Glioblastomas are the most aggressive of all brain tumours.
They spread diffusely in the brain and are difficult to remove completely by surgery.
Chemotherapy or radiation therapy also often have limited effectiveness.
To find new, more effective treatment options for those affected, doctors and scientists are testing numerous immunotherapeutic approaches, including so-called "adoptive" T-cell therapies: This involves isolating T cells from the patient, modifying them in the culture dish and transferring them back to the patient. Doctors are pursuing a variety of approaches.
Lukas Bunse, a scientist at the German Cancer Research Center (Deutsches Krebsforschungszentrum, DKFZ) and a physician at the University Medical Center Mannheim, relies on the comparatively new concept of "T cell receptor transgenic cells" in his current study: To this end, brain tumour patients were first inoculated with an antigenic fragment of the protein NLGN4X (Neuroligin4X).
This protein is involved in the formation of synapses. It is found in large quantities in glioblastoma cells, but is virtually undetectable in healthy brain tissue.
Bunse's team then isolated from the blood of the vaccinated individuals those T cells that had been activated by NLGN4X and consequently carried a T cell receptor that specifically "recognises" this glioblastoma-associated antigen.
However, since only a few NLGN4X-specific T cells can be obtained in this way, which are not sufficient for cell therapy, the scientists resorted to a trick: they isolated the gene coding for the NLGN4X-specific T cell receptor.
They were then able to use this to equip T cells from donor blood or also T cell lines in the culture dish. In this way, they succeeded in producing large numbers of T cells with identical specificity, all of which recognise the cancer antigen NLGN4X.
Bunse's team then demonstrated that the NLGN4X-specific T cells are able to kill brain tumour cells in the culture dish.
Brain tumour-bearing mice treated with transgenic NLGN4X-specific human T cells had a greater than 40 percent response to treatment.
The tumours shrank and the animals survived longer than untreated conspecifics.
After these initial studies had yielded such promising results, Lukas Bunse expects that vaccine-induced T-cell receptors targeting brain tumour antigens could be a promising approach to develop new immunotherapies against glioblastoma.
In melanoma, the malignant black skin cancer, such T-cell receptor transgenic T cells have already been shown to prolong the lives of some patients.
According to the scientist, it is also conceivable to generate T cell receptor transgenic cell therapies against patient-individual cancer antigens.
Much more advanced in clinical development than T-cell receptor transgenic cells are cellular therapies using so-called CAR-T (chimeric antigen receptor) cells, which have already been approved for the treatment of various leukaemias and lymphomas.

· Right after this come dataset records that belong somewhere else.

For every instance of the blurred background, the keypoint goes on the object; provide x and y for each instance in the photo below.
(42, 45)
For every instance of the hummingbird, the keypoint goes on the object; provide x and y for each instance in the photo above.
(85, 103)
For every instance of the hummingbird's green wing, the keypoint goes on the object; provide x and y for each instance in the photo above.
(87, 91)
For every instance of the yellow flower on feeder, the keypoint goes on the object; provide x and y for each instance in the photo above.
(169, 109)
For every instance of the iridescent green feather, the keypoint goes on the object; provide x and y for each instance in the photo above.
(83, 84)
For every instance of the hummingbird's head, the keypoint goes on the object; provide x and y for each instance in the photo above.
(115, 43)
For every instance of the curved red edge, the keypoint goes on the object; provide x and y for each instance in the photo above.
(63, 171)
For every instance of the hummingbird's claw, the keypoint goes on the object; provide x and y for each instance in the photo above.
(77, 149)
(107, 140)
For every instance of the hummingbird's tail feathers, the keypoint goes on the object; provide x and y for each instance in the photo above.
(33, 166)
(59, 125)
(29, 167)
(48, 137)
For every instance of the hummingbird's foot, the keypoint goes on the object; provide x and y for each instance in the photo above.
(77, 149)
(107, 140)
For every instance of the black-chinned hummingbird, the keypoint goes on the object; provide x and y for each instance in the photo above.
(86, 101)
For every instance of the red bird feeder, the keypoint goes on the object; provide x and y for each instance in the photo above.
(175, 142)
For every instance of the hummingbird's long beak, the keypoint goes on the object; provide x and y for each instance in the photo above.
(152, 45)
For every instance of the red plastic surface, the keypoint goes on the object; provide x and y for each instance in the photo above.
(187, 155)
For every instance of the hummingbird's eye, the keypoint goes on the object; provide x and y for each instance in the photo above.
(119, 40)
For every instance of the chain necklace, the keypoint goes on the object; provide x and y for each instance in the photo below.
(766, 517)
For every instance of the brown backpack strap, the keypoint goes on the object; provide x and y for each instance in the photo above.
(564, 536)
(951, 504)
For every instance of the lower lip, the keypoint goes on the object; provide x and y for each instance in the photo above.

But the two cell therapy approaches differ in one important respect.
"With the T-cell receptor transgenic cells, we can also target antigens that are only found inside cancer cells and whose fragments are exhibited on the cell surface via presentation molecules known as MHC class 1," explains Lukas Bunse. This is not possible with the receptor of the CAR-T cells.
Michael Platten, director of the Department of Neurology at the University Medical Center Mannheim and department head at the German Cancer Research Center, sums up, "We will now work intensively to be able to test this concept in the clinic."